DATING BASE FLOW IN STREAMS USING DISSOLVED GASES AND SF6


SANFORD, Ward E.1, HAASE, Karl B.2 and BUSENBURG, Eurybaides2, (1)U.S. Geological Survey, 431 National Center, 12201 Sunrise Valley Drive, Reston, VA 20192, (2)US Geological Survey, Mail Stop 432, 12201 Sunrise Valley Drive, Reston, VA 20192, wsanford@usgs.gov

The effective residence time of groundwater in a basin or watershed is a vital parameter in estimating groundwater availability and resource sustainability. Age tracers that have been used most effectively to help estimate residence times in young (<50-year-old) groundwater rely on concentrations of dissolved gases (e.g., 3He, SF6, and chlorofluorocarbons (CFCs)). These gases can be measured effectively at wells, but when groundwater discharges to streams the gases quickly reequilibrate with the atmosphere. Streamflow and gas-exchange parameters must be accurately measured if concentrations of the gas tracers in the groundwater inflow to streams are to be estimated accurately. The rapid gas reequilibration and high variability of stream parameters have proven to be an impediment to dating base flow in streams. If a technique could be developed to estimate accurately and simultaneously the stream parameters and tracer concentrations of groundwater inflow, it would promise to be a powerful tool in the estimation of mean groundwater residence times in watersheds.

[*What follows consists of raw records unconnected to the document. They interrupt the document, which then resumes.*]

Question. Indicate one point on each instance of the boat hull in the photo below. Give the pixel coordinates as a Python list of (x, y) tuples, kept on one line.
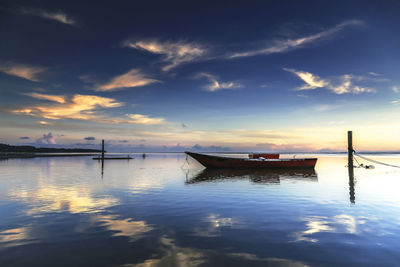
[(239, 163)]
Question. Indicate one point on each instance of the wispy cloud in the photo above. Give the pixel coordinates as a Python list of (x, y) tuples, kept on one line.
[(133, 78), (46, 139), (174, 53), (281, 46), (53, 98), (144, 119), (216, 85), (343, 84), (82, 107), (22, 71), (57, 16), (44, 122)]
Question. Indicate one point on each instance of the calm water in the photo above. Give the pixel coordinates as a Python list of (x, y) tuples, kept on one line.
[(161, 211)]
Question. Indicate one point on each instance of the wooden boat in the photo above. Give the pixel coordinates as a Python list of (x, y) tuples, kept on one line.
[(262, 162)]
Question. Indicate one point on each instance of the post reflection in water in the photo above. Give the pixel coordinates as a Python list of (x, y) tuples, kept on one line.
[(256, 176), (351, 185)]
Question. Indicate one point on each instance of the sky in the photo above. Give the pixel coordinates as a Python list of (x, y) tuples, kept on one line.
[(200, 75)]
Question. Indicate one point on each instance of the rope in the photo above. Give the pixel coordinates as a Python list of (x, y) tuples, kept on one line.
[(375, 161)]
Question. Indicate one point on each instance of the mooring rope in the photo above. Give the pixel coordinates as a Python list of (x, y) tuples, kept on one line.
[(375, 161)]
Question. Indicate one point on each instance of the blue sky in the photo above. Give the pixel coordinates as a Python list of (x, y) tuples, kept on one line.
[(169, 76)]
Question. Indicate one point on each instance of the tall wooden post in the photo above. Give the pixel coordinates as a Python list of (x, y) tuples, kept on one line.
[(351, 166), (350, 148), (102, 149)]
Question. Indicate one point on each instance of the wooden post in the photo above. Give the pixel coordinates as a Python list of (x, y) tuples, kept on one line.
[(102, 149), (351, 166), (350, 148)]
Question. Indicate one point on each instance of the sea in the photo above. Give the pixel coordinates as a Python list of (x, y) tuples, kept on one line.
[(167, 210)]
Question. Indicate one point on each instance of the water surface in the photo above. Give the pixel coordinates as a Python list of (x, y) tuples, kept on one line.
[(162, 211)]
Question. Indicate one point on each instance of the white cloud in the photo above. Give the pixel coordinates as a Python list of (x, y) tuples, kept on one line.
[(82, 107), (144, 119), (22, 71), (46, 139), (215, 85), (53, 98), (343, 84), (133, 78), (281, 46), (174, 53), (374, 73), (57, 16)]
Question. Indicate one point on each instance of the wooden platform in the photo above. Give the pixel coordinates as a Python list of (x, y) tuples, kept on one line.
[(112, 158)]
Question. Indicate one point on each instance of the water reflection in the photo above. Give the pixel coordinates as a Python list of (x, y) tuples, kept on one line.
[(342, 223), (15, 237), (256, 176), (48, 198), (124, 227)]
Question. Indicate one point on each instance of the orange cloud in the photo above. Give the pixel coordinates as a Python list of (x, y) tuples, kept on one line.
[(22, 71), (133, 78), (82, 107)]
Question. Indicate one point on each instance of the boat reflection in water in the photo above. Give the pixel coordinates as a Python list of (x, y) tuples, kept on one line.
[(254, 175)]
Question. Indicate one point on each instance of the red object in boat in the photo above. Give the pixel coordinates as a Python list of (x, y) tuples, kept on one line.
[(265, 156), (210, 161)]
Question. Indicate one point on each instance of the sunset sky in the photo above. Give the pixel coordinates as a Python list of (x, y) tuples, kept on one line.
[(200, 75)]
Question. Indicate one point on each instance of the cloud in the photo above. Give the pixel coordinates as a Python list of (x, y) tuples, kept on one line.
[(133, 78), (374, 73), (82, 107), (215, 85), (30, 73), (53, 98), (144, 119), (281, 46), (174, 53), (343, 84), (44, 122), (46, 139), (57, 16)]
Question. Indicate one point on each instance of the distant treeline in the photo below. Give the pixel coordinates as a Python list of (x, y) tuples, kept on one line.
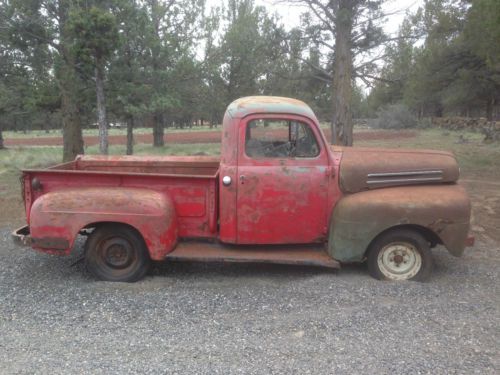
[(161, 63)]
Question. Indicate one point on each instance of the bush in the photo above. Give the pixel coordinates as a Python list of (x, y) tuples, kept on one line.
[(395, 116)]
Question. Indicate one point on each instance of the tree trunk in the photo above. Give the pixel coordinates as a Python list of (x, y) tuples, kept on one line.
[(72, 129), (341, 125), (489, 108), (1, 138), (130, 135), (68, 84), (158, 131), (101, 108)]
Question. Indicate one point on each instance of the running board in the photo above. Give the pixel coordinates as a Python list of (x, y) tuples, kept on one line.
[(314, 255)]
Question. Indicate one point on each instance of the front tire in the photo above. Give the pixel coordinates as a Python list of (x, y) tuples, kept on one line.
[(116, 252), (400, 254)]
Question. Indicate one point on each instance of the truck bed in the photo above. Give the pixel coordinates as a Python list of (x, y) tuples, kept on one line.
[(190, 181)]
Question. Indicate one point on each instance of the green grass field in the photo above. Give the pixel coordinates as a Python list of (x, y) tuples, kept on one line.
[(9, 134)]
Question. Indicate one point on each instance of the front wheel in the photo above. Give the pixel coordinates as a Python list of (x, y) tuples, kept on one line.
[(116, 252), (400, 254)]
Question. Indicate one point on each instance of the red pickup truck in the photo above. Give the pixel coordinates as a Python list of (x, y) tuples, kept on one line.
[(279, 193)]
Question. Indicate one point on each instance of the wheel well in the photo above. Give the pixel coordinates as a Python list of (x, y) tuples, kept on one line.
[(428, 234), (98, 224)]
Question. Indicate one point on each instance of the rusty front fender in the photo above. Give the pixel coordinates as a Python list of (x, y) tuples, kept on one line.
[(57, 217), (442, 210)]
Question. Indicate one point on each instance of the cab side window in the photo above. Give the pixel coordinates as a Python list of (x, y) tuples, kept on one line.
[(274, 138)]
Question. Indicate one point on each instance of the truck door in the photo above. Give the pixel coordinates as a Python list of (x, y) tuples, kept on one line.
[(282, 181)]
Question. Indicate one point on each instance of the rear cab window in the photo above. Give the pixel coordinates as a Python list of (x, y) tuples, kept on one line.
[(277, 138)]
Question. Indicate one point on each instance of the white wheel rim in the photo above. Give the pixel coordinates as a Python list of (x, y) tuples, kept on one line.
[(399, 261)]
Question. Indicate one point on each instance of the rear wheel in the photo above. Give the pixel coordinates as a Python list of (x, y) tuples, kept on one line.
[(116, 252), (400, 254)]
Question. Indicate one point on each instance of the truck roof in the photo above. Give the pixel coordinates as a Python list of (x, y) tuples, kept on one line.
[(268, 104)]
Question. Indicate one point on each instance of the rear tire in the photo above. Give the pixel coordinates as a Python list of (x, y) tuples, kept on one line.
[(115, 252), (400, 254)]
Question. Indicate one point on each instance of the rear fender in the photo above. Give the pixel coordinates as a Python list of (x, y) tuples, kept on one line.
[(358, 218), (57, 217)]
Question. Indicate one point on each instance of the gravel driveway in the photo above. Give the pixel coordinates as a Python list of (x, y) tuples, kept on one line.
[(215, 318)]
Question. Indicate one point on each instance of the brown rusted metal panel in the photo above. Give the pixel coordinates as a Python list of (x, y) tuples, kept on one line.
[(359, 218), (372, 168), (217, 252)]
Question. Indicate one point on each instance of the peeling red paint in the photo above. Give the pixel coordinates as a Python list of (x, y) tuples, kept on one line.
[(266, 200)]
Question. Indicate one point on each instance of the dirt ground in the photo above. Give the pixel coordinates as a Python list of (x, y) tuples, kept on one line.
[(184, 137)]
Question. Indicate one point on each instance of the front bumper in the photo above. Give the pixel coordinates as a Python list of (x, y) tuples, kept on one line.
[(22, 237)]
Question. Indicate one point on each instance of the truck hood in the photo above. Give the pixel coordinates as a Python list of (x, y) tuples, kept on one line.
[(371, 168)]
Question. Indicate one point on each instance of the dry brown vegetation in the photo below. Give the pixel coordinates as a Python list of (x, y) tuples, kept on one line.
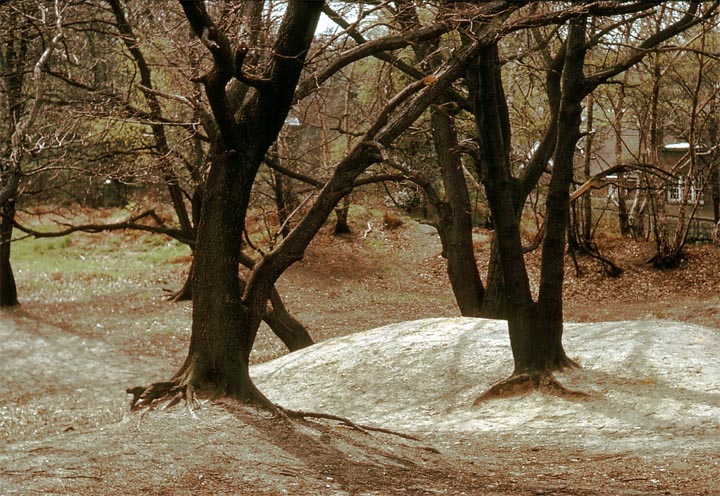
[(88, 336)]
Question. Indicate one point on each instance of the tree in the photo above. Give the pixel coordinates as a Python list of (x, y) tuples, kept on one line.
[(536, 325), (225, 320), (13, 60)]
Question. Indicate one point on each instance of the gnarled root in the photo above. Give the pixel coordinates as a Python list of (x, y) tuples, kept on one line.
[(345, 421), (167, 394), (520, 384)]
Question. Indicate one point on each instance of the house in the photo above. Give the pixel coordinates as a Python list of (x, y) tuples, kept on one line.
[(675, 158)]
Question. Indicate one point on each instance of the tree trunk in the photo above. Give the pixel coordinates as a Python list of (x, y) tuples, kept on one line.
[(223, 329), (455, 226), (341, 213), (290, 331), (8, 289), (495, 302)]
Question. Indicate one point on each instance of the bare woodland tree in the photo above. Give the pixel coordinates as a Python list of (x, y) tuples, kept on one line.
[(23, 115)]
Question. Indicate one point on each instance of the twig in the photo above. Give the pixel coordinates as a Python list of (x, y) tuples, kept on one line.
[(367, 231), (348, 422)]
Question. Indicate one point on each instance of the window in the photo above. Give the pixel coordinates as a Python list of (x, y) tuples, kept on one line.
[(676, 191)]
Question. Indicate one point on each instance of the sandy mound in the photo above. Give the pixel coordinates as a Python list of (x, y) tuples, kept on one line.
[(654, 385)]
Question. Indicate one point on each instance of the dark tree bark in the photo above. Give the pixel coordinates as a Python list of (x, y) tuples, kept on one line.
[(224, 323), (341, 213), (535, 328), (453, 208), (8, 289), (455, 217)]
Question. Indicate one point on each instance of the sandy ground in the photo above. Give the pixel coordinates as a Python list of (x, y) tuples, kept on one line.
[(651, 424)]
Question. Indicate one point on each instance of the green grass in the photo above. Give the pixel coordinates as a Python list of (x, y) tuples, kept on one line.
[(88, 263)]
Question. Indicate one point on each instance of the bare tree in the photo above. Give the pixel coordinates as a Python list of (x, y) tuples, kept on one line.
[(13, 61)]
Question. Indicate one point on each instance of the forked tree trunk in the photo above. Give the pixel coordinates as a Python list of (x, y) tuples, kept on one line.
[(8, 289), (223, 330), (455, 226)]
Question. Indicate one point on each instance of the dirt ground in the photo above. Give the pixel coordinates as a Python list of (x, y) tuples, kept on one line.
[(69, 352)]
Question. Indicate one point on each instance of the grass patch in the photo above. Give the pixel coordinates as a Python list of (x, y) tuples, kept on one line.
[(86, 264)]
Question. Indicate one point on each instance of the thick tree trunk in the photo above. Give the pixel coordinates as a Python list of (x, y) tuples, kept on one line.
[(341, 214), (223, 329), (455, 226), (8, 289)]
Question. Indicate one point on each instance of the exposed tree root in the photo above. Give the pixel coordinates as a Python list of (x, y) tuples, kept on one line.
[(345, 421), (521, 384), (164, 394)]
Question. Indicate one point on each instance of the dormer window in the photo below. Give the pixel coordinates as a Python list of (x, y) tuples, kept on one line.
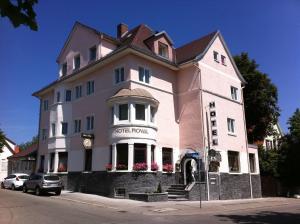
[(163, 50), (76, 62), (216, 55), (64, 69), (93, 53)]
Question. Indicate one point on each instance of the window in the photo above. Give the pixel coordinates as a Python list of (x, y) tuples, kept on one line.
[(234, 93), (64, 128), (89, 87), (78, 91), (53, 129), (216, 55), (88, 160), (57, 97), (233, 161), (252, 162), (230, 125), (93, 53), (76, 62), (163, 50), (45, 105), (51, 167), (119, 75), (122, 157), (140, 112), (223, 60), (152, 114), (77, 126), (89, 123), (44, 134), (62, 162), (144, 75), (140, 154), (68, 95), (123, 112), (64, 68)]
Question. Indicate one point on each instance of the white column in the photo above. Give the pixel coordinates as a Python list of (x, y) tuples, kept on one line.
[(114, 157), (55, 162), (149, 157), (130, 156)]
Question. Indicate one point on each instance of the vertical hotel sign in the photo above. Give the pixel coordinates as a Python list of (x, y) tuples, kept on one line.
[(213, 123)]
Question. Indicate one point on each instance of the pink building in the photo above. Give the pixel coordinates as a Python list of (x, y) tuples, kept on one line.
[(129, 112)]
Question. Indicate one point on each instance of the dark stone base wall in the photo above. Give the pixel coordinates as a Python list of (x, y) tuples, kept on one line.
[(105, 183)]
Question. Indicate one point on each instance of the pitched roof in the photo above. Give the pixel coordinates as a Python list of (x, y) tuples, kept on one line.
[(191, 50), (27, 152)]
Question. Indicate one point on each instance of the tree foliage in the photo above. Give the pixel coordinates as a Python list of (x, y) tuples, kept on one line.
[(27, 144), (19, 12), (290, 153), (260, 98)]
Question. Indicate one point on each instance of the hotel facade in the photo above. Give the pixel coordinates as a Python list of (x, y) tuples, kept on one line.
[(132, 111)]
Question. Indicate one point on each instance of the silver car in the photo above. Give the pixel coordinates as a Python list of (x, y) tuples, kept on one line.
[(41, 183), (14, 181)]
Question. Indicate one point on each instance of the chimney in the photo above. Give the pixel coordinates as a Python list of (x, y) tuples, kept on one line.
[(121, 29)]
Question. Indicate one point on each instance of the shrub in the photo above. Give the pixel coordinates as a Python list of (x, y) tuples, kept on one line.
[(140, 166)]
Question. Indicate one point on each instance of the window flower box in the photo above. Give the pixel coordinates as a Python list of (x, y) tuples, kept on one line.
[(140, 167)]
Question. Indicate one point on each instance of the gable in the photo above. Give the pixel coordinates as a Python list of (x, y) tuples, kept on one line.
[(229, 68)]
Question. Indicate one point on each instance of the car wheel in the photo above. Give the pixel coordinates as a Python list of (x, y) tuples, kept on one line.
[(37, 191)]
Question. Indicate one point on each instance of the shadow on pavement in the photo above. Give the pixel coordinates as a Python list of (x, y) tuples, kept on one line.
[(263, 218)]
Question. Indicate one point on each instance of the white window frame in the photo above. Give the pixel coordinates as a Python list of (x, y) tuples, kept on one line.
[(230, 126)]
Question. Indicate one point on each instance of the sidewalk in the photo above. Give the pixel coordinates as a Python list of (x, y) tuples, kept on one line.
[(174, 207)]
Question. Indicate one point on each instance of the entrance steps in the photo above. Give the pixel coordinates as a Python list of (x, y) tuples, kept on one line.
[(177, 192)]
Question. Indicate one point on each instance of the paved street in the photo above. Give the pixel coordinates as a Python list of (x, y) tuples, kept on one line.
[(17, 207)]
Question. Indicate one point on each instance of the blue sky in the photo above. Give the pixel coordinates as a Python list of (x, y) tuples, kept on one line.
[(268, 30)]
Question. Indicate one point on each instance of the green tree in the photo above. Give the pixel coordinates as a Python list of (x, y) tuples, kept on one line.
[(27, 144), (260, 98), (19, 12), (290, 154)]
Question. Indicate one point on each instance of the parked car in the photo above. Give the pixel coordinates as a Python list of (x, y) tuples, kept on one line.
[(42, 183), (14, 181)]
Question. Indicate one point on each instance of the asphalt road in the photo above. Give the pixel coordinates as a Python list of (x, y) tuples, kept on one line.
[(17, 207)]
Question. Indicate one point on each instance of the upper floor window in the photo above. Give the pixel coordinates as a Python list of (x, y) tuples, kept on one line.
[(68, 95), (252, 162), (45, 105), (144, 75), (64, 128), (123, 112), (76, 62), (89, 87), (216, 56), (57, 96), (77, 126), (230, 125), (78, 91), (163, 50), (223, 60), (64, 68), (89, 123), (140, 112), (53, 129), (234, 93), (93, 53), (119, 75), (233, 161)]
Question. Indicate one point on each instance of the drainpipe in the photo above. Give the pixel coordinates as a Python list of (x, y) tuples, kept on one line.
[(203, 135), (248, 161)]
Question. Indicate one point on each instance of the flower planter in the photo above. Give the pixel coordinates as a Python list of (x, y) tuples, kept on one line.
[(149, 197)]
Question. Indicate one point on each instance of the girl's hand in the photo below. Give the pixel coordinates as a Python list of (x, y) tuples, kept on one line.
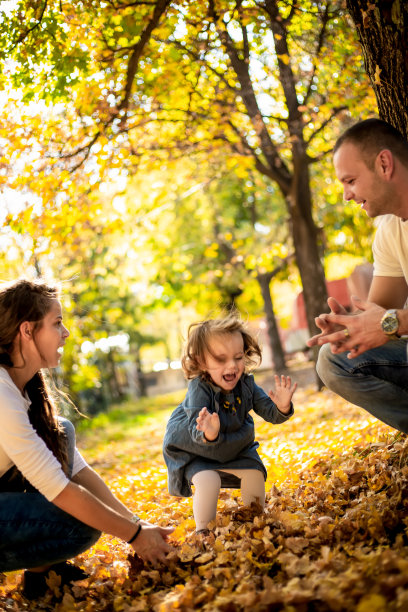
[(284, 391), (151, 543), (209, 424)]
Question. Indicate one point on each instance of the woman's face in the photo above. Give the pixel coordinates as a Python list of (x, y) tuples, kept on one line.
[(51, 336)]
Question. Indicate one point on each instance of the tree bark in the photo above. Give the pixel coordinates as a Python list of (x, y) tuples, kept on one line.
[(382, 28), (272, 326)]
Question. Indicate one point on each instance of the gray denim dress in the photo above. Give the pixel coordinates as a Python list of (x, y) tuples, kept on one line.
[(187, 452)]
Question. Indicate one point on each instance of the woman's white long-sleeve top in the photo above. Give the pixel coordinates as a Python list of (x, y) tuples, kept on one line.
[(20, 445)]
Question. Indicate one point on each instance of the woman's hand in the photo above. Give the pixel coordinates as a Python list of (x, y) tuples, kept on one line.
[(151, 544), (209, 424)]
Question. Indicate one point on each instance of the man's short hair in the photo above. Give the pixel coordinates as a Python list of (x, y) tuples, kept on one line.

Such a method is under development, and uses dissolved gases (argon and nitrogen) and SF6 or CFC concentrations in streams to estimate streamflow and gas-exchange parameters and the mean age of base flow. The method is based on the incentive to minimize costs by collecting samples at a single site during one visit, and the desire for a result that yields one mean age of base flow upstream from the sampling location. The method uses the fact that diurnal temperature changes in most streams result in a sinusoidal variation in the equilibrium concentration of most gases, with the exact form of the transient concentration signal being a function of three parameters: the two mean residence times of the gas and the stream water, and the concentration of the gas in the groundwater inflow. Argon, nitrogen, and SF6 were measured over a 14-hour period at Little Difficult Run, Fairfax County, Virginia on April 3, 2012. Results indicate the mean residence time of the argon, SF6, and stream water were 4, 5, and 28 hours, respectively, and that the mean age of the base flow was 11 years (piston-flow assumption) or 14 years (distributed-recharge assumption). Future tests at other sites are planned and should help determine under what field conditions the method is viable.